I am trying to create a code that could be helpful for making quarterly composites from 2013 to 2016 in order to calculate NDVI and EVI. I have figured out this code:

var start = ee.Date('2013-01-01');
var end = ee.Date('2019-01-01');
var numbQuarters = end.difference(start, 'month').divide(3).ceil();
var ndvi = ee.ImageCollection('LANDSAT/LC08/C01/T1_SR')
  .map(function(image) {
    return image.select().addBands(image.normalizedDifference(['B5', 'B4']));
// make a composite image for every quarter
var quarterlyImages = ee.ImageCollection.fromImages(
            ee.List.sequence(1, numbQuarters).map(function(quarter){
              var startTemp = start.advance(ee.Number(quarter).subtract(1).multiply(3), 'month');
              var endTemp = start.advance(ee.Number(quarter).multiply(3), 'month');
              //var image = ee.ImageCollection("LANDSAT/LC08/C01/T1_SR")
                                //.filterDate(startTemp, endTemp)
                                // define a way to composite an image
                                //.mosaic(); // .mean(); .mossaic(); .max(); etc
              var subset = ndvi.filterDate(startTemp,endTemp);
              //return image.set('system:time_start', startTemp.millis(),
                               //'system:time_end', endTemp.millis());
              return subset.mean().set('system:time_start',startTemp);
//var median = quarterlyImages.median();
//Map.addLayer(median,{ min:-1, max: 1, palette: ['blue', 'white', 'green']},'median');
//Lay anh trong imageCollection
var sort = quarterlyImages.toList(100);
var clip1 = ee.Image(sort.get(1)).clip(table);//1st image 2nd quarter of 2013
var clip2 = ee.Image(sort.get(2)).clip(table);//2nd image 3rd quarter of 2013
var clip3 = ee.Image(sort.get(3)).clip(table);//3rd image 4th quarter of 2013

// print some stuff
///print('image collection', quarterlyImages)
//print('startDates', quarterlyImages.aggregate_array('system:time_start'))
//print('sendDates', quarterlyImages.aggregate_array('system:time_end'))
Map.addLayer(clip1,{ min:-1, max: 1, palette: ['blue', 'white', 'green']}, 'Phu Quoc 01');
Map.addLayer(clip2,{ min:-1, max: 1, palette: ['blue', 'white', 'green']}, 'Phu Quoc 02');
Map.addLayer(clip3,{ min:-1, max: 1, palette: ['blue', 'white', 'green']}, 'Phu Quoc 03');
Map.centerObject(table, 7);

however when I apply this code above to extract images, some of them have too many clouds so that I could not see the image clearly.
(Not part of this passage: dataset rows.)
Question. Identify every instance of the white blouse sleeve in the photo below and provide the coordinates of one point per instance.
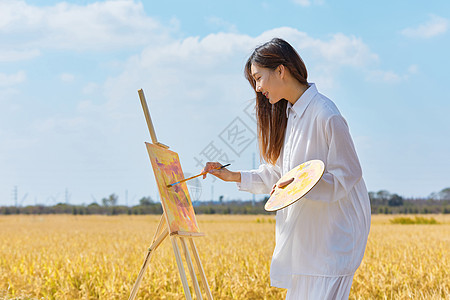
(259, 181)
(342, 169)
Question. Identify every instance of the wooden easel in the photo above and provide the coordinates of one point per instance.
(162, 232)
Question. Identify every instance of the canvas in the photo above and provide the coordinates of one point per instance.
(175, 200)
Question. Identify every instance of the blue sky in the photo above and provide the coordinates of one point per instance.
(71, 122)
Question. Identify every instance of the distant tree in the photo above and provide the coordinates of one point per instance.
(444, 194)
(383, 195)
(145, 201)
(395, 200)
(110, 201)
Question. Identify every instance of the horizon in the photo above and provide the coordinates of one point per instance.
(72, 127)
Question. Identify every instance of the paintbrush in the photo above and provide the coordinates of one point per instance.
(203, 173)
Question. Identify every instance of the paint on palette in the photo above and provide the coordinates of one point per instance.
(305, 176)
(175, 200)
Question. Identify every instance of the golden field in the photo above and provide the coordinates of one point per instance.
(99, 257)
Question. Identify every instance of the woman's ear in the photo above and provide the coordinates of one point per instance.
(281, 71)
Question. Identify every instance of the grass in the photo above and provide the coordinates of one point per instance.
(99, 257)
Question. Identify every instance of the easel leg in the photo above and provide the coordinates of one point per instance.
(191, 268)
(200, 269)
(153, 247)
(187, 292)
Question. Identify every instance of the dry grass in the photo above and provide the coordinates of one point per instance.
(99, 257)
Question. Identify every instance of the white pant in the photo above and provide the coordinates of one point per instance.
(319, 288)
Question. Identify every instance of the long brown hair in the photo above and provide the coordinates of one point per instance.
(272, 118)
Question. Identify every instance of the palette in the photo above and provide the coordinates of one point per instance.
(305, 175)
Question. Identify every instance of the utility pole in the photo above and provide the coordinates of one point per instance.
(15, 195)
(67, 196)
(253, 195)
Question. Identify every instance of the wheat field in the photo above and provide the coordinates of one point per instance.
(99, 257)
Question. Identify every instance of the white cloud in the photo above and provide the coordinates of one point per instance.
(67, 77)
(308, 2)
(221, 24)
(96, 26)
(391, 76)
(302, 2)
(17, 55)
(435, 26)
(13, 79)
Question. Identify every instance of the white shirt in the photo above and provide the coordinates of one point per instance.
(325, 233)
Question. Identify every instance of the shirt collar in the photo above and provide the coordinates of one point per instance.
(302, 103)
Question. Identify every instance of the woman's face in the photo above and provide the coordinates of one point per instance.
(268, 82)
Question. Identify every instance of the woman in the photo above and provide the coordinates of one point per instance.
(320, 240)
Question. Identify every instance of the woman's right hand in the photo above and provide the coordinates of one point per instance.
(224, 173)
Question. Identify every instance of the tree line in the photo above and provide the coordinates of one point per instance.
(382, 202)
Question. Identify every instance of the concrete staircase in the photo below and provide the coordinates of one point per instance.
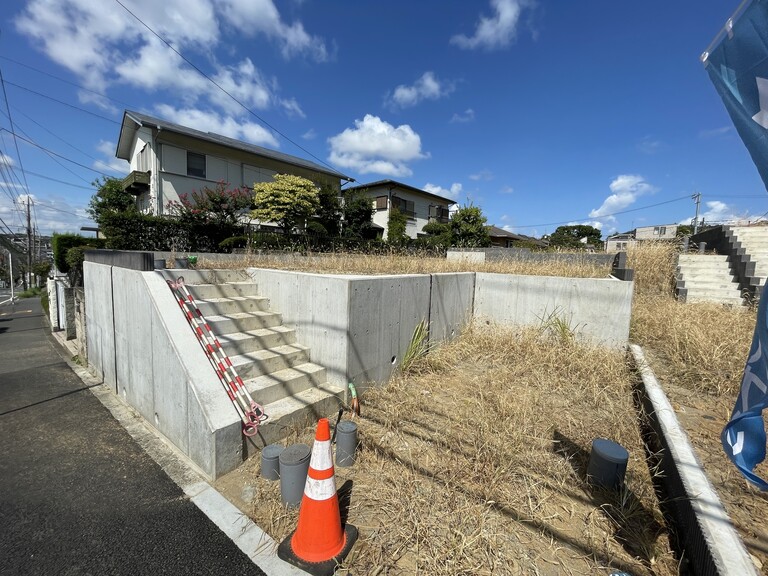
(276, 369)
(707, 278)
(752, 241)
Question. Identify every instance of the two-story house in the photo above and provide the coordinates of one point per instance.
(167, 160)
(419, 206)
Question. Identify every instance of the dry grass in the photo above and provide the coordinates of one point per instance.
(474, 462)
(704, 346)
(334, 263)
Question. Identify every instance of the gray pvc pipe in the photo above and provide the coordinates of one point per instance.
(346, 443)
(294, 465)
(270, 461)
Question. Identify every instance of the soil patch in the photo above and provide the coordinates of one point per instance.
(475, 463)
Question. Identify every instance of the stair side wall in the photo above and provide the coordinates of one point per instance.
(158, 366)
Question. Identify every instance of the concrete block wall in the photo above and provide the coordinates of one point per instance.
(357, 327)
(142, 346)
(596, 309)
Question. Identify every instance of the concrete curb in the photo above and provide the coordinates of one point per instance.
(711, 543)
(259, 546)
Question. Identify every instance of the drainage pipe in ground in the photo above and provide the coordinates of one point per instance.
(710, 541)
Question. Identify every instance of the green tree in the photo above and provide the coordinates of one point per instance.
(468, 228)
(109, 198)
(358, 215)
(327, 220)
(220, 206)
(289, 200)
(437, 235)
(571, 237)
(396, 226)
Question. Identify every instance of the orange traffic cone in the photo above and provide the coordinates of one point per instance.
(319, 542)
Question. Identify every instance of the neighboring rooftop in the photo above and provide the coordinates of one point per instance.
(395, 184)
(132, 121)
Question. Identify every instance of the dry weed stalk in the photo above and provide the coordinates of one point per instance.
(344, 263)
(474, 463)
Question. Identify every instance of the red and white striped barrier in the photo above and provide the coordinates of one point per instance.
(251, 413)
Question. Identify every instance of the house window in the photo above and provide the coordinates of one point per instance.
(195, 164)
(406, 207)
(439, 214)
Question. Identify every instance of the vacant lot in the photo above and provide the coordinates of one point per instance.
(473, 462)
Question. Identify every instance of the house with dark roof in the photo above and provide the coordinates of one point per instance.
(419, 206)
(506, 239)
(167, 160)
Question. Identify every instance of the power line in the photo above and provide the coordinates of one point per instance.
(59, 181)
(16, 143)
(212, 81)
(60, 79)
(62, 102)
(686, 197)
(36, 145)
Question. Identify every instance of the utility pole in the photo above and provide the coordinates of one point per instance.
(697, 198)
(29, 247)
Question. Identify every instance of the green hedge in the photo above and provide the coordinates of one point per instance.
(62, 243)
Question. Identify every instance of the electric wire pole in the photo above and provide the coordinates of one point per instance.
(697, 198)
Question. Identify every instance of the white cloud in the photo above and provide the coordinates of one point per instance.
(625, 190)
(105, 48)
(719, 212)
(467, 116)
(50, 214)
(485, 175)
(497, 31)
(375, 146)
(594, 223)
(6, 160)
(452, 192)
(648, 145)
(716, 132)
(208, 121)
(252, 17)
(428, 87)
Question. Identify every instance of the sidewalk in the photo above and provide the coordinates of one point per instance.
(77, 494)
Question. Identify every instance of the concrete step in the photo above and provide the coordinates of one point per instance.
(260, 362)
(232, 304)
(695, 258)
(707, 284)
(720, 272)
(216, 276)
(289, 381)
(243, 322)
(293, 412)
(731, 301)
(244, 342)
(713, 266)
(228, 290)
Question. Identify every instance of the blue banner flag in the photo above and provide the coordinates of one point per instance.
(743, 437)
(738, 67)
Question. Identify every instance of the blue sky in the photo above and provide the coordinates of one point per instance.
(542, 113)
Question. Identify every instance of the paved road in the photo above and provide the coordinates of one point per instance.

I am thinking of using a cloud masking function to solve this problem but I assume that I did not make it correctly and therefore it did not work well. Here is the code:

var cloud_pixel_qa =  image.select('pixel_qa').bitwiseAnd(32).neq(0);//2^5
var cloud_shadow_pixel_qa =  image.select('pixel_qa').bitwiseAnd(8).neq(0);//2^3
var maskedClouds = ((cloud_pixel_qa).or(cloud_shadow_pixel_qa));
return image.updateMask((maskedClouds.add(1).unmask(0)).eq(1));
var L8_coll_mask=L8_coll.map(masking_cloud)
Map.addLayer(L8_coll_mask.median().clip(LĐ_T),vizParams,'false color composite cloud mask');

Does anyone have any suggestions?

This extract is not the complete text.